If I wanted to grow a stable business and keep loyal customers, I woul build solid customer service so that the new accounts I aquire are likely to stay.

Regardless of whether this is their plan, they sure do advertise a lot and they sure do have pretty poor customer service.

Scottrade seems to get better marks for customer service but poor marks for website functionality and availablility (and not just for, but definitley for Macs). You really like it?

Check out this site:


Claude said...

All I'm saying is that if their goal was to be acquired they most likely would have been a long time ago. There has been such massive consolidation in the industry that it seems unlikely to me that they havn't already been the target of an acquisition attempt and declined to be acquired.

I think their main goal is to make money. More customers of course equals more money. I think their internals probably show that the dollars they spend on acquiring new customers more than compensate for the customers they lose due to shitty CR, but I don't feel like reading the K's and Q's to prove that assumption.

Re: Scottrade I don't LOVE it, but it's not like I'm a heavy user. I think it's a very simple, no frills interface. Whenever my sister has called to get a check it takes about a minute.

I had an E*Trade account (when I had money to invest) and got sick of their high transaction costs and shitty customer service and so many hoops to jump through, to trade options for example. So I switched to Scottrade, and was happy for the 9 months or so I used them.

I had my mom switch to E*Trade mainly because she is about as risk-adverse as you can get and they offer good CDs. Also Chase was charging her like 50/ transaction.

Jouissance said...

claude- could you set up a portfolio of no load no fee funds and contribute $100 to each fund once a month on scottrade? I am curious if one could set up a scheme like the one I am proposing using other brokerages.

Claude said...


Correct me if I'm wrong but I believe each fund determines what the minimal subsequent investment is.

However, I did check a couple funds and found several whose subsequent investement was 0 (i.e. whatever you want to throw in it.)

Jouissance said...

Each fund does set its own limit for minimum susequent investments, but... etrade has a minimum of $100 so even if the fund minimum is $50 or $0, through etrade you must add $100.

Also, I found a fund that had a $100 minimum listed on yahoo, which was different than the $500 minimum listed in etrade. So I called etrade and they confirmed I would be able to add $100, if I bought the fund.

This was my bad etrade customer service experience, because I bought the fund and then tried to add $100 and could not and had to talk to many different people before I was allowed to do what I confirmed I would be able to.

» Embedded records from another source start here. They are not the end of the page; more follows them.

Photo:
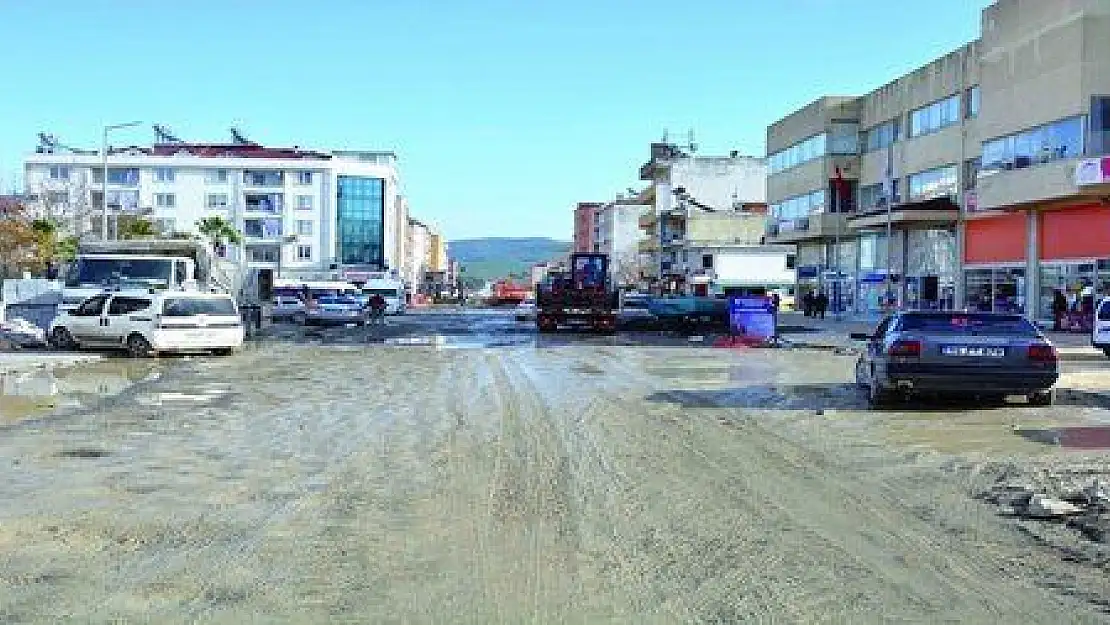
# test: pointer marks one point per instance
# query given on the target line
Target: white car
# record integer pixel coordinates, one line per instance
(144, 323)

After 5 months give or take, they set up a special way for me to add $100.

In that time I called the fund company and they confirmed that THEIR minimum was in fact $100.

So the bottom line is that Etrade lists a minimum and what they support is allowing that minimum as long as it is $100 or higher.

Also, the minimum listed on Yahoo changed in that time and no longer reflects what the company confirmed for me directly and what I am able to contribute currently.